Par-dessus tout, nous devons rappeler que Noël Gastinel était passionné par les appareils : radios, modèles réduits, ordinateurs, caméras, photographiques, vidéos … Il aimait nous rappeler qu’il connaissait toutes les longueurs d’ondes des radios du département du Var (dont il était natif et avait passé ses années de jeunesse). Peut-être exagérait-il un peu !!! Cette passion lui resta tout au long de sa carrière après que le Professeur Jean Kuntzmann l’eut appelé pour travailler au sein du tout bourgeonnant Laboratoire de Calcul et Mathématique Appliquées de l’Institut Polytechnique de Grenoble.

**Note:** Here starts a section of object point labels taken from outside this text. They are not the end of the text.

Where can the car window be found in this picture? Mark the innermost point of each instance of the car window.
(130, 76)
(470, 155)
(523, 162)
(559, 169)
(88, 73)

La conférence de Jean Kuntzmann, rappelant les jeunes années du développement grenoblois des Mathématiques Appliquées, fournit une idée claire de cette période. Le travail de Noël Gastinel débuta par un plongement dans  des articles de Von Neumann et Turing. En un certain sens, on peut dire que ces deux personnalités restèrent avec lui tout au long de sa carrière.

Avant tout, il dût lire l’article de J. Von Neumann1 et H.H. Goldstine (il était sans doute l’un des seuls à avoir le courage et la capacité de le faire à cette époque) puis, celui de A. M. Turing2. Cet effort fût à la base de plusieurs publications au CRAS4 qui constituent plusieurs chapitres de sa thèse, soutenue en décembre 1960. Celle-ci fut  l’une des premières, sinon la première, thèses en Analyse Numérique publiées en France.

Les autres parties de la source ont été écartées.